ECLI:NL:RBDHA:2025:4414
Rechtbank Den Haag
- Eerste aanleg - enkelvoudig
- B.F.Th. de Roos
- Rechtspraak.nl
Beroep tegen niet tijdig nemen van besluit op aanvraag om verlening van machtiging tot voorlopig verblijf
In deze zaak heeft eiser beroep ingesteld tegen het niet tijdig nemen van een besluit op zijn aanvraag om verlening van een machtiging tot voorlopig verblijf voor zijn echtgenote en kinderen. De rechtbank, zittende in Middelburg, heeft op 19 maart 2025 uitspraak gedaan. Eiser heeft verzocht om vrijstelling van het griffierecht wegens betalingsonmacht, wat door de rechtbank voorlopig is toegewezen. De rechtbank heeft vastgesteld dat het niet tijdig nemen van een besluit gelijkgesteld kan worden met een besluit, zoals bepaald in de Algemene wet bestuursrecht (Awb). Eiser heeft zijn aanvraag op 30 april 2024 ingediend, en verweerder had uiterlijk op 29 oktober 2024 een besluit moeten nemen. Aangezien dit niet is gebeurd, heeft eiser verweerder op 12 december 2024 in gebreke gesteld en op 3 januari 2025 beroep ingesteld, wat tijdig is gedaan.

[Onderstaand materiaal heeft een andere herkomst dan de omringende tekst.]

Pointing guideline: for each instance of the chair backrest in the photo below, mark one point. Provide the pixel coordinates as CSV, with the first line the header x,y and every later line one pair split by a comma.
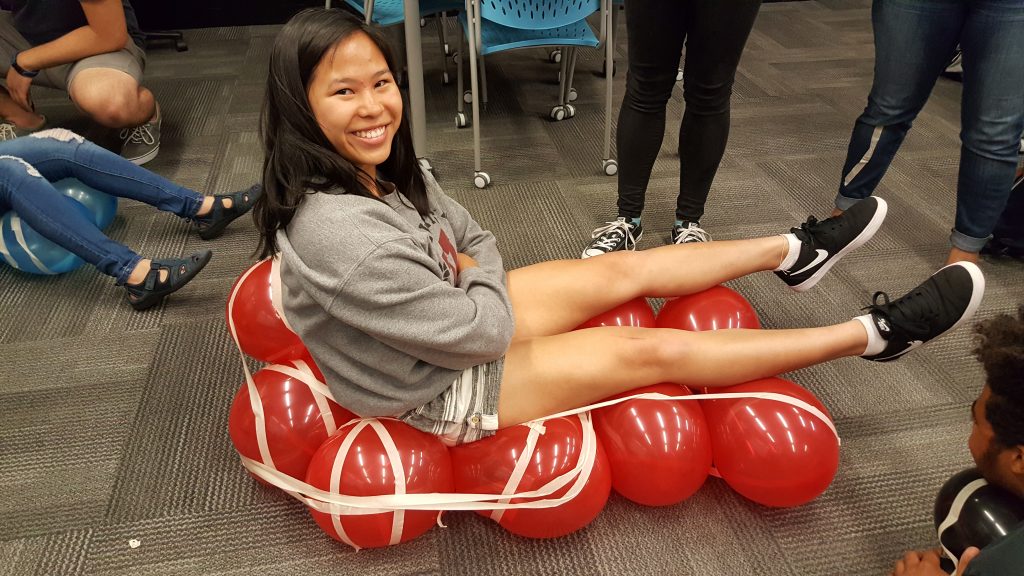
x,y
538,14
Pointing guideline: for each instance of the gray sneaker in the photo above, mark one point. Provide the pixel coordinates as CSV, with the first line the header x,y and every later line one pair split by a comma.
x,y
141,144
9,131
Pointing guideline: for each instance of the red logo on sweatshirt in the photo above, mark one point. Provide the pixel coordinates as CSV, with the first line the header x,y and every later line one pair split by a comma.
x,y
449,254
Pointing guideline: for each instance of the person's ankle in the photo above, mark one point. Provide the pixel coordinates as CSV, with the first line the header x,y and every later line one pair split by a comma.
x,y
957,255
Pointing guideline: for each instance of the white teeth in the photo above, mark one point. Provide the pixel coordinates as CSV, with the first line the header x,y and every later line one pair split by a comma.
x,y
374,133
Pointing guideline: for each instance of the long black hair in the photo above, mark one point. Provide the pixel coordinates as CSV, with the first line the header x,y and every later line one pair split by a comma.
x,y
298,157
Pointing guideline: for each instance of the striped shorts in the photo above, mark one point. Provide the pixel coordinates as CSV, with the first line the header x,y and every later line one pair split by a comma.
x,y
466,411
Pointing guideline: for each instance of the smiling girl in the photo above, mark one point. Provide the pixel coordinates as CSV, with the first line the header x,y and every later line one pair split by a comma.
x,y
402,300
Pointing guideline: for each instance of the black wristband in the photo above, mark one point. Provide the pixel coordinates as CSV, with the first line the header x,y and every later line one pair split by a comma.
x,y
17,68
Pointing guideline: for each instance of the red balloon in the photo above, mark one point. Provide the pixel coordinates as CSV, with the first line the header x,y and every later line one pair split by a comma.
x,y
716,309
773,453
484,466
658,450
366,469
261,331
634,313
296,417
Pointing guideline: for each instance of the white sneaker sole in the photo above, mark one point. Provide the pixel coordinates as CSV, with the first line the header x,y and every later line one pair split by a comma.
x,y
872,225
138,161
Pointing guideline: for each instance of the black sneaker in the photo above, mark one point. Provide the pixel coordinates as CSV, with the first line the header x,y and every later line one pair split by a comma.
x,y
942,302
619,235
688,233
825,242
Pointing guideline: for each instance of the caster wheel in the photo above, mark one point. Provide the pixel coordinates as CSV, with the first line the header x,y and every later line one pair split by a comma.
x,y
610,167
481,179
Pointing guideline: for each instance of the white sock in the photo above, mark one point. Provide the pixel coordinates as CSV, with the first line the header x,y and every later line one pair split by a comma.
x,y
792,254
876,343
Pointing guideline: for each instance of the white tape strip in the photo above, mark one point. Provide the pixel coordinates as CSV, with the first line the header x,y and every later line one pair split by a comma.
x,y
254,400
398,471
536,429
275,296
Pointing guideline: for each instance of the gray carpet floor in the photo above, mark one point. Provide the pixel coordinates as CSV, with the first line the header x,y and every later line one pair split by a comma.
x,y
114,422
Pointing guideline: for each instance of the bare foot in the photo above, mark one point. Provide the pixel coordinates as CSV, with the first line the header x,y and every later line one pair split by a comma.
x,y
141,270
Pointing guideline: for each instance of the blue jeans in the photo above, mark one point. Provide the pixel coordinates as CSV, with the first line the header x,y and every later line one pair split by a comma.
x,y
29,164
913,40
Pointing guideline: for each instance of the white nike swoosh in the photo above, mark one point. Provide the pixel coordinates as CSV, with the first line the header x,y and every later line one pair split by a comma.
x,y
822,254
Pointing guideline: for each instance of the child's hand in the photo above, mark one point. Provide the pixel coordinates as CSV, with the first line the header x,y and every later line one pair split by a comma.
x,y
465,261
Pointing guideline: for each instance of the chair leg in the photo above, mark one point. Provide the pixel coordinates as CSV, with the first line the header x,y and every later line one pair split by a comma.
x,y
480,178
440,35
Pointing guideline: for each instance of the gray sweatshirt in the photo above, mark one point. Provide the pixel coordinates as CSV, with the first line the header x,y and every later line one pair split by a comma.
x,y
375,293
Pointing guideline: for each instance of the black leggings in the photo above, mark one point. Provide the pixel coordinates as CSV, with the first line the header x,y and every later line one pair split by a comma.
x,y
715,32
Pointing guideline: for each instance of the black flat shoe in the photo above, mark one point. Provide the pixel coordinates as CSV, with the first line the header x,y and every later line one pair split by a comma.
x,y
213,223
153,290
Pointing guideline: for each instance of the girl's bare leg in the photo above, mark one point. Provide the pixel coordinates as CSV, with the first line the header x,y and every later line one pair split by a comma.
x,y
548,374
556,296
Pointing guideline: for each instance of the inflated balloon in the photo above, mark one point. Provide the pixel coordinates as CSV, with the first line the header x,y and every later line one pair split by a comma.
x,y
297,418
716,309
771,452
485,466
102,207
635,313
658,450
970,511
27,250
253,307
374,457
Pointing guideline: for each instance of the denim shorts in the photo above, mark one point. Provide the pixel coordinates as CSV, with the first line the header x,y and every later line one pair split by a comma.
x,y
466,411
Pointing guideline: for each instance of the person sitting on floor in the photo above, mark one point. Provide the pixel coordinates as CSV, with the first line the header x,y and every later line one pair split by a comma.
x,y
997,448
28,165
402,300
91,48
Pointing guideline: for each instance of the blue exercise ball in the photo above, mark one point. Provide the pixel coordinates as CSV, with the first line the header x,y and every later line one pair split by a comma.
x,y
27,250
102,207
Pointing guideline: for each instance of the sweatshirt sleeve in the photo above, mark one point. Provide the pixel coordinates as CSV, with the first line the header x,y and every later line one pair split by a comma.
x,y
394,295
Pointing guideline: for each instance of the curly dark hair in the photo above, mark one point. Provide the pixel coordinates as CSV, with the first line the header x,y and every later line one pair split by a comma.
x,y
1000,350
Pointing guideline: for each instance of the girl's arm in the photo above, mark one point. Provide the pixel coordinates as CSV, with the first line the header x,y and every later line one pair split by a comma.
x,y
394,295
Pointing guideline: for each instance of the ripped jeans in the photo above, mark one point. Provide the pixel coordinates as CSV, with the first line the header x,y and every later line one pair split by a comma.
x,y
913,41
29,164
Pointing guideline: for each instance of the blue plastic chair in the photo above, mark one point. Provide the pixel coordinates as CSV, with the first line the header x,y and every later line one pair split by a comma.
x,y
391,12
506,25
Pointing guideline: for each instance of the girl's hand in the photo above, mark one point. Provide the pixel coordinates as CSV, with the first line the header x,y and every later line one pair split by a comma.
x,y
465,261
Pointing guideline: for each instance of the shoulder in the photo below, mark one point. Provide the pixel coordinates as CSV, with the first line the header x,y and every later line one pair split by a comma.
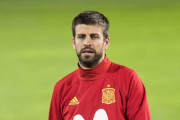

De rechtbank heeft geoordeeld dat verweerder binnen een termijn van acht weken na de uitspraak een besluit moet nemen. Indien verweerder besluit tot nader onderzoek, moet het besluit binnen twintig weken na de uitspraak bekend worden gemaakt. De rechtbank heeft ook bepaald dat verweerder een dwangsom van € 100 per dag verbeurt voor elke dag dat deze termijn wordt overschreden, met een maximum van € 15.000. Daarnaast heeft de rechtbank vastgesteld dat verweerder aan eiser € 1.442 aan bestuurlijke dwangsommen moet betalen, en veroordeelt verweerder in de proceskosten van eiser tot een bedrag van € 453,50. De uitspraak is openbaar gemaakt op www.rechtspraak.nl.